Mi querida Big-Bang:
Los rellenos han hecho mucho daño a la humanidad. Lo pensaba el otro día, viendo la ceremonia de los Goya, cada vez que enfocaban a ciertas actrices coetáneas que siempre han estado buenas, pero que por arte de birlibirloke y algo de química se les está poniendo cara de lagarto recauchutado. Luego, en la Berlinale, a pocos metros de Vanessa Redgrave, me reconcilié con la humanidad que envejece. Esa mujer se ha cincelado cada arruga y la luce con su mirada inteligente no apta para ácidos hialurónicos ni hilos dorados que estiran todo menos la imaginación.

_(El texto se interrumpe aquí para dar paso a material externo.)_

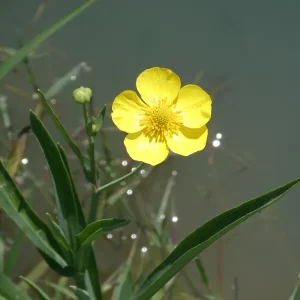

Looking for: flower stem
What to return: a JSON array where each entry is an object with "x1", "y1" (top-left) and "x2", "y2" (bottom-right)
[
  {"x1": 95, "y1": 162, "x2": 144, "y2": 194},
  {"x1": 82, "y1": 104, "x2": 97, "y2": 187}
]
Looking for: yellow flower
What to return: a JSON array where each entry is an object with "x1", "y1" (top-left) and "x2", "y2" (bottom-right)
[{"x1": 112, "y1": 67, "x2": 211, "y2": 166}]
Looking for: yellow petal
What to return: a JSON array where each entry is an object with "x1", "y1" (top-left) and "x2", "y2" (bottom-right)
[
  {"x1": 111, "y1": 91, "x2": 147, "y2": 133},
  {"x1": 167, "y1": 126, "x2": 208, "y2": 156},
  {"x1": 124, "y1": 131, "x2": 169, "y2": 166},
  {"x1": 176, "y1": 84, "x2": 211, "y2": 128},
  {"x1": 136, "y1": 67, "x2": 181, "y2": 106}
]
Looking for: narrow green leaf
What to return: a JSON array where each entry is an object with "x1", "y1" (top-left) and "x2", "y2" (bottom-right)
[
  {"x1": 70, "y1": 285, "x2": 91, "y2": 300},
  {"x1": 86, "y1": 105, "x2": 106, "y2": 136},
  {"x1": 0, "y1": 162, "x2": 67, "y2": 267},
  {"x1": 46, "y1": 214, "x2": 74, "y2": 265},
  {"x1": 0, "y1": 273, "x2": 31, "y2": 300},
  {"x1": 0, "y1": 0, "x2": 94, "y2": 80},
  {"x1": 132, "y1": 178, "x2": 300, "y2": 300},
  {"x1": 30, "y1": 111, "x2": 82, "y2": 249},
  {"x1": 20, "y1": 276, "x2": 51, "y2": 300},
  {"x1": 112, "y1": 240, "x2": 137, "y2": 300},
  {"x1": 57, "y1": 144, "x2": 86, "y2": 229},
  {"x1": 46, "y1": 281, "x2": 77, "y2": 300},
  {"x1": 77, "y1": 219, "x2": 130, "y2": 246},
  {"x1": 289, "y1": 280, "x2": 300, "y2": 300},
  {"x1": 85, "y1": 253, "x2": 102, "y2": 300},
  {"x1": 195, "y1": 257, "x2": 209, "y2": 289},
  {"x1": 4, "y1": 229, "x2": 24, "y2": 276},
  {"x1": 38, "y1": 90, "x2": 84, "y2": 166},
  {"x1": 58, "y1": 140, "x2": 102, "y2": 300},
  {"x1": 0, "y1": 238, "x2": 5, "y2": 273}
]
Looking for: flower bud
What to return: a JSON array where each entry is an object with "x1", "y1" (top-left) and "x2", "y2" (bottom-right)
[
  {"x1": 73, "y1": 86, "x2": 93, "y2": 104},
  {"x1": 92, "y1": 124, "x2": 101, "y2": 135}
]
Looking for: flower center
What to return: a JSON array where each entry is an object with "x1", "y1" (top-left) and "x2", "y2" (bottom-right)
[{"x1": 140, "y1": 103, "x2": 183, "y2": 142}]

No es que esté en contra del retoque, y hasta de la transformación radical. Al revés. A mí me juras que con unos pases mágicos quedo como Demi Moore y me lanzo al vacío (sin Ashton, desde luego). Pero lo que vi en el patio de butacas del Teatro Real no era para premios, y si el cine español va mal lo mismo podría tener relación con las transformaciones sobrenaturales de esos labios, de esos pómulos y de esas frentes.
¿Todassss? No. Ahí estaba Icíar Bollaín, cuya película he criticado con dureza, mostrando una piel sin bótox que se adapta a su sonrisa quinceañera. Más Redgrave que otra cosa, la mujer asimiló con entereza y los pliegues en su sitio el triunfo radical de Agustín Villaronga y su Pa Negre. Una peli que no he visto donde las mujeres tienen la edad que tienen y el director parece sacado de otro tiempo. Y hasta de otro espacio.
Sí, los rellenos ocultan y a veces ensombrecen. Pensemos en las croquetas, las hombreras, o los discursos de algunos próceres de la política mundial. Les quitas la harina, la gomaespuma de más y las palabras vacías y se quedan en nada. Como yo misma, cada mañana, en este diván donde me desperezo y practico mis ejercicios cotidianos de la eterna juventud. Siempre pensando en un objetivo: Quiero ser Vanessa y rellenar mis lagunas con una sacudida de melena acompañada de esa mirada azul que derrite a los tontos e hipnotiza a la platea.